Mercredi 5 décembre 2007 3 05 /12 /Déc /2007 16:02

Ainsi donc, rien n’aura pu décider M. AESCHLIMANN à jouer la carte de la transparence : ni les mobilisations militantes, ni les pétitions citoyennes, ni les informations documentées de la presse, rien.

Nul doute que bientôt fleuriront dans nos boîtes aux lettres les propagandes en quadrichromie et sur papier glacé de notre maire ventant les mérites de sa bonne gestion, de ses impôts locaux imbattables, de sa sécurité exemplaire, de sa vidéosurveillance efficace…

Mais si ce que nous dit le maire à longueur d’année est exact, si ce que proclame sa Pravda locale, Asnières Info, est juste, il n’y a pas de doute qu’on les retrouve dans le rapport de la cour des comptes. Y a-t-il publicité plus grande pour un maire que de voir sa gestion ratifiée par la Cour Régionale des Comptes ? Mais nous savons tous, et les articles de presse et autres reportages radio le confirment, que ce qui est dans le rapport risque de contredire gravement le triomphalisme du maire. Nous pouvons être certains que si ce n’était pas le cas, notre édile, si habitué à s’auto congratuler, n’aurait pas raté l’occasion, à quelque mois des élections, de se mettre en valeur. Il ne l’a pas fait. Et pour cause.
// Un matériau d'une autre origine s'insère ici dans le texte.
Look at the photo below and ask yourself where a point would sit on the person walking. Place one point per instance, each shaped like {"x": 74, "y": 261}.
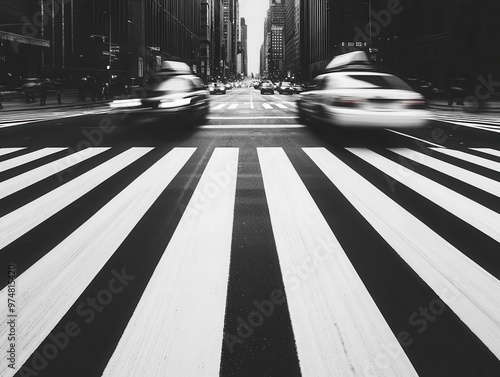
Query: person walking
{"x": 42, "y": 91}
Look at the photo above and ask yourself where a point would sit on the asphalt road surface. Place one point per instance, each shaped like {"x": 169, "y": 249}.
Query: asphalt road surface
{"x": 252, "y": 245}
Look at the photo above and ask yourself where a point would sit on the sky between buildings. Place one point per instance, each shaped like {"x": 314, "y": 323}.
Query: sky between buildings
{"x": 254, "y": 12}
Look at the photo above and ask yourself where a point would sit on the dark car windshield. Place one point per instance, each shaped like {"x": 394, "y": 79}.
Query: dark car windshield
{"x": 365, "y": 81}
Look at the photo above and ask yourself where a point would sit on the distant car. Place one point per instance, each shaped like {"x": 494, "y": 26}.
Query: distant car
{"x": 177, "y": 95}
{"x": 298, "y": 88}
{"x": 355, "y": 95}
{"x": 285, "y": 87}
{"x": 217, "y": 87}
{"x": 267, "y": 87}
Le 13 décembre en notre mairie d’Asnières-sur-Seine se réunira l’ultime conseil municipal de la mandature. Et nous asniérois, dans notre grande majorité, resterons dans l’ignorance de ce qu’a été la gestion de notre ville. La question est de savoir si cette leçon si éloquente de déni de démocratie nous suffira à faire en sorte que ce conseil soit le dernier que préside Aeschlimann.

Oui, notre maire compte être réélu. Son espérance est fondée sur le même cynisme équitablement partagé à droite comme à gauche. Ce cynisme municipal tient en quatre principes :

-          Le citoyen électeur n’élit pas son maire sur un projet ni sur un bilan : l’électeur est un sentimental, pas un cartésien.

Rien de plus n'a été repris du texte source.